Canada’s federal telecommunications regulator set an ambitious target for Internet service expansion on Tuesday that could affect USENET newsgroup subscribers.
Canada’s telecommunications regulator, the Canadian Radio-television and Telecommunications Commission, expects all Canadians to have access to broadband internet speeds of at least five megabits per second for downloads and one megabit per second for uploads, the regulator announced late Tuesday. At those speeds, ThunderNews.com USENEt newsgroup subscribers can access at full speed. Those speeds must be actual speeds rather than advertised speeds, the regulator said.
Meeting the target will depend on a combination of private investments, targeted government funding and public-private partnerships, the CRTC said.
This all comes out of a review of basic telecommunication services across the country and rather than make access to the internet a basic service the CRTC is going to rely on market forces and that regulatory intervention wasn’t needed at this point.

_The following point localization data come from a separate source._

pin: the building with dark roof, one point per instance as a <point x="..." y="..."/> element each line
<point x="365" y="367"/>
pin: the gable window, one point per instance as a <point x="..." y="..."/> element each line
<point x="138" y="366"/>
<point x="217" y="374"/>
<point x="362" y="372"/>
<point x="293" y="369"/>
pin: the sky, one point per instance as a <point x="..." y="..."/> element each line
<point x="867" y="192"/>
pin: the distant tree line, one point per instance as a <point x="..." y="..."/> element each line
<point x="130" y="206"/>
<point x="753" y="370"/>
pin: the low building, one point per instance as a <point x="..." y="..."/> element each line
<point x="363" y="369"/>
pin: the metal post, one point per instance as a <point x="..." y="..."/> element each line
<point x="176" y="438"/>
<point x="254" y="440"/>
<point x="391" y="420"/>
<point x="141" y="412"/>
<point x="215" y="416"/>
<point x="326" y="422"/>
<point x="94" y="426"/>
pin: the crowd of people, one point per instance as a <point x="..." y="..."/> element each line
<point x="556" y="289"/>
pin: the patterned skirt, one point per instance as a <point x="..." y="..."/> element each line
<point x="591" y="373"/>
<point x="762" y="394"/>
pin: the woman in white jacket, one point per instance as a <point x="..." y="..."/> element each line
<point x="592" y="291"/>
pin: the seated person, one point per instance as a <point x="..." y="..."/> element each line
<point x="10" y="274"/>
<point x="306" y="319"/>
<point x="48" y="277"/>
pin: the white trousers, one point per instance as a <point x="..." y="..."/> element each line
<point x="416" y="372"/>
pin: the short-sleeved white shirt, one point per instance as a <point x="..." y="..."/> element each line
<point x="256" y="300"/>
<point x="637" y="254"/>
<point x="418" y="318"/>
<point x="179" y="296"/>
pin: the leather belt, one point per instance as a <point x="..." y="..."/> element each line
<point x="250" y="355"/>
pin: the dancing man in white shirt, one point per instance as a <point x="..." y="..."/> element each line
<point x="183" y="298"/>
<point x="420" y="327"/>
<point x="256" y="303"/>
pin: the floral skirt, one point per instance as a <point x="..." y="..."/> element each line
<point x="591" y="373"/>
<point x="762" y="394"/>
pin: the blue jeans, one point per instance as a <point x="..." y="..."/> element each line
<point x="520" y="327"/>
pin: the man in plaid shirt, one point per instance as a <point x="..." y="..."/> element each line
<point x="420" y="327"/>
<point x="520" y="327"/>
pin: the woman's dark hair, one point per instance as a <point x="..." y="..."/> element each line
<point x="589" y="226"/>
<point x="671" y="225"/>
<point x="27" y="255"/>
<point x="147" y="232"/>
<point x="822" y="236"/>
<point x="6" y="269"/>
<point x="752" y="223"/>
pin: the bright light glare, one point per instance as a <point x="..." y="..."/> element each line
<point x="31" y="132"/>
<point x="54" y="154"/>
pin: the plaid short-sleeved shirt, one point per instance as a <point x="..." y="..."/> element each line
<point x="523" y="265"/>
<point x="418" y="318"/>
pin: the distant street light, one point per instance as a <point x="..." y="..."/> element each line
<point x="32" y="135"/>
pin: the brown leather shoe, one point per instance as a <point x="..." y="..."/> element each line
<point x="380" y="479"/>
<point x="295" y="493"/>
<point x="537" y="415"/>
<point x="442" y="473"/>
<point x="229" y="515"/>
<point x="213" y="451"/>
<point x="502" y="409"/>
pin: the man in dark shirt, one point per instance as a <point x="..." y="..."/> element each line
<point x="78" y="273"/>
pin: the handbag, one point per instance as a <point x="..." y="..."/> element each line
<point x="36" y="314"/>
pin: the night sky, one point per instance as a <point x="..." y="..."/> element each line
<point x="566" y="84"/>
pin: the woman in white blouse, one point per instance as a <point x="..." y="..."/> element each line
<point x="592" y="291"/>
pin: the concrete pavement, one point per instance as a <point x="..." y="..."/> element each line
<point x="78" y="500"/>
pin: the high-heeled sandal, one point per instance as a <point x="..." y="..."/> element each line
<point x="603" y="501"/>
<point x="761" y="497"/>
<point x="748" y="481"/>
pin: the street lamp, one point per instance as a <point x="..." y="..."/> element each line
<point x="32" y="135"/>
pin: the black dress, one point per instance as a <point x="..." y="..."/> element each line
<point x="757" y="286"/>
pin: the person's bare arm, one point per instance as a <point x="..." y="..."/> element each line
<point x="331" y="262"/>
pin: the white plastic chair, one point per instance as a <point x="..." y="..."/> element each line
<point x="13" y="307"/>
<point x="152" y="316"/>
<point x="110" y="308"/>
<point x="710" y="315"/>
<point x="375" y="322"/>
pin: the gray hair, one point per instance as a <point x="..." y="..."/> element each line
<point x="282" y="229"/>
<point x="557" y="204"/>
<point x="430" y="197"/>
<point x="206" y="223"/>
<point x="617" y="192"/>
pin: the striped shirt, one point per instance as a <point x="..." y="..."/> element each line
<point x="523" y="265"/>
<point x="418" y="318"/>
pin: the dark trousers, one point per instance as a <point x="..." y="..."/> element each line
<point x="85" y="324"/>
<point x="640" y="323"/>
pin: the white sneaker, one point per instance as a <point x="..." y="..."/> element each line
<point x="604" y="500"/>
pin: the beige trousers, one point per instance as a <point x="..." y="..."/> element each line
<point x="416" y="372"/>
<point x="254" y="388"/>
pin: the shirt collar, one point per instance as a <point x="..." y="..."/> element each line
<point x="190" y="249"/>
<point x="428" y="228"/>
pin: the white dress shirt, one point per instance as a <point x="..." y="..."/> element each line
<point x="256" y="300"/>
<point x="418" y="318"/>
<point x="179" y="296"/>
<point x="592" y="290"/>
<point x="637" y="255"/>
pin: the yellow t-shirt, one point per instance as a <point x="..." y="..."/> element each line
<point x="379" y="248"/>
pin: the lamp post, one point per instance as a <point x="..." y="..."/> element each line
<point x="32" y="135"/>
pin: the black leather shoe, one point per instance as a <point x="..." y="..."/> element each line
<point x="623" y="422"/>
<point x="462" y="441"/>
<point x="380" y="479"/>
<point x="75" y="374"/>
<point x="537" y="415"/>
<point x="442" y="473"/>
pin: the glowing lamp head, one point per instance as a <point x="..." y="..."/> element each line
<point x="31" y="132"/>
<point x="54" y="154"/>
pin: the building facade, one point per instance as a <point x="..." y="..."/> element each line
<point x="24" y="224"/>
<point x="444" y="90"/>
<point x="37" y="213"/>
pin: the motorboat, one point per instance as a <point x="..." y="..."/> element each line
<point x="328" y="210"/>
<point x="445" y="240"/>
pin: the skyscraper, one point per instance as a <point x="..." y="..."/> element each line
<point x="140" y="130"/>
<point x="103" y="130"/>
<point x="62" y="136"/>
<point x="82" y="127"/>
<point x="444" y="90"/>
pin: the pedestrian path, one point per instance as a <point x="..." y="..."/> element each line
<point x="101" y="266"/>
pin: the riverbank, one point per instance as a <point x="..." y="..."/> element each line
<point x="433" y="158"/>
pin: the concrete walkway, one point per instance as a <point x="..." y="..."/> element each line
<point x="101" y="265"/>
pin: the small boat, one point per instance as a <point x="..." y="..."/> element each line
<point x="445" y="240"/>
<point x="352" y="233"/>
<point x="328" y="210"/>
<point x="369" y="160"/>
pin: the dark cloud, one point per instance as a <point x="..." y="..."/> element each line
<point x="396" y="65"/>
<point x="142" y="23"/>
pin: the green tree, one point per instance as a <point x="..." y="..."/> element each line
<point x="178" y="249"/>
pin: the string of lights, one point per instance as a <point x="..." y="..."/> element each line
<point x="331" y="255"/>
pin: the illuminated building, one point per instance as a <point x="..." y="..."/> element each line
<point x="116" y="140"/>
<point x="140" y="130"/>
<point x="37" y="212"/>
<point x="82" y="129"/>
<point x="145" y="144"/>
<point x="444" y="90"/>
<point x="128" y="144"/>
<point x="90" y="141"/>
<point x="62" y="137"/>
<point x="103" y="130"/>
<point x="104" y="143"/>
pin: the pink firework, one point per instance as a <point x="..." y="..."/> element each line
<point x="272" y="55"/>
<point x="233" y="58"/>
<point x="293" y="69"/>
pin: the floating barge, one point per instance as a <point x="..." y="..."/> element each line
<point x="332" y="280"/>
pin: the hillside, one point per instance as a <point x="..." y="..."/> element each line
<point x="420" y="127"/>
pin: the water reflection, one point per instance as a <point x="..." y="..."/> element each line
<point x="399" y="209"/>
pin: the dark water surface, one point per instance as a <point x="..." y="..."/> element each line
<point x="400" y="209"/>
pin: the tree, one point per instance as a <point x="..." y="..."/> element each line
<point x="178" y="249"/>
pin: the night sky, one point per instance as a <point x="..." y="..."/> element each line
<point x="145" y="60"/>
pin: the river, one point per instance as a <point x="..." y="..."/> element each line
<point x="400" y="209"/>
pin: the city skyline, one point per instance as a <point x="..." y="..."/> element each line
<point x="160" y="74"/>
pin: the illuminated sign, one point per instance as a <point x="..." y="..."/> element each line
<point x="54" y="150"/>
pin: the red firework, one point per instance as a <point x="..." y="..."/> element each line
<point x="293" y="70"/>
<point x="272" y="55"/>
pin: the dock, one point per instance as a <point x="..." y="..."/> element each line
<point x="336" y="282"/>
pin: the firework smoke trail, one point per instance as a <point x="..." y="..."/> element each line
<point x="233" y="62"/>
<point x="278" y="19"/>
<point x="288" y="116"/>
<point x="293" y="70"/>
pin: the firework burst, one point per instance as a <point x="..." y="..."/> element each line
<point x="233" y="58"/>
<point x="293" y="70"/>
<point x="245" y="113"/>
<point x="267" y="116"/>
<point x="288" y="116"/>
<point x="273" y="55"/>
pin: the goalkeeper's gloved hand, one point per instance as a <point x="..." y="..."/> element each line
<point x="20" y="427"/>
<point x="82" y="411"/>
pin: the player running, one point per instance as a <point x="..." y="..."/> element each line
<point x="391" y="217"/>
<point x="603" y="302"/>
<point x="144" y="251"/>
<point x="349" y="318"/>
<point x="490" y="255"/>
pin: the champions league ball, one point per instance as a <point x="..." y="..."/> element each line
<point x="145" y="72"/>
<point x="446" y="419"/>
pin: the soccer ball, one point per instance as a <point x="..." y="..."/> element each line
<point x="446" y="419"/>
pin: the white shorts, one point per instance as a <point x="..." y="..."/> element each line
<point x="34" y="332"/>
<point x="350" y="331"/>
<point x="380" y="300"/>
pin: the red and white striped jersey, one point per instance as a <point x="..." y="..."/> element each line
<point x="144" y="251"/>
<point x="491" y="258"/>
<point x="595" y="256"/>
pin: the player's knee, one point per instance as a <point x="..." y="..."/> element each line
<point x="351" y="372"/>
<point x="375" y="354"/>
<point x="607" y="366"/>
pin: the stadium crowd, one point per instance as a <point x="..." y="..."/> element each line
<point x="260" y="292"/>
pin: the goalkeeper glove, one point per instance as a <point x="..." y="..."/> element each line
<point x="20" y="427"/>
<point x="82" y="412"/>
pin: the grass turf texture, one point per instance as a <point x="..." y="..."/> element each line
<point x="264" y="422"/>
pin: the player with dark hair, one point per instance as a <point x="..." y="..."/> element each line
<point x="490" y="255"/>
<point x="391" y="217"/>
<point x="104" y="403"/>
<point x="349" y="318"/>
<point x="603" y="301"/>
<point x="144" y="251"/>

The review looked at what role the commission should have in boosting high-speed internet access, whether it should be considered part of basic telecommunications service and whether it should be subsidized.
“The industry is actively responding to market demands and we have every confidence in its ability to meet the target,” CRTC chairman Konrad von Finckenstein said.
So far, about $152.2-million has been spent on Broadband Canada projects. Last September, the CRTC ordered a $421.9-million expansion of broadband service to hundreds of rural and remote communities within four years.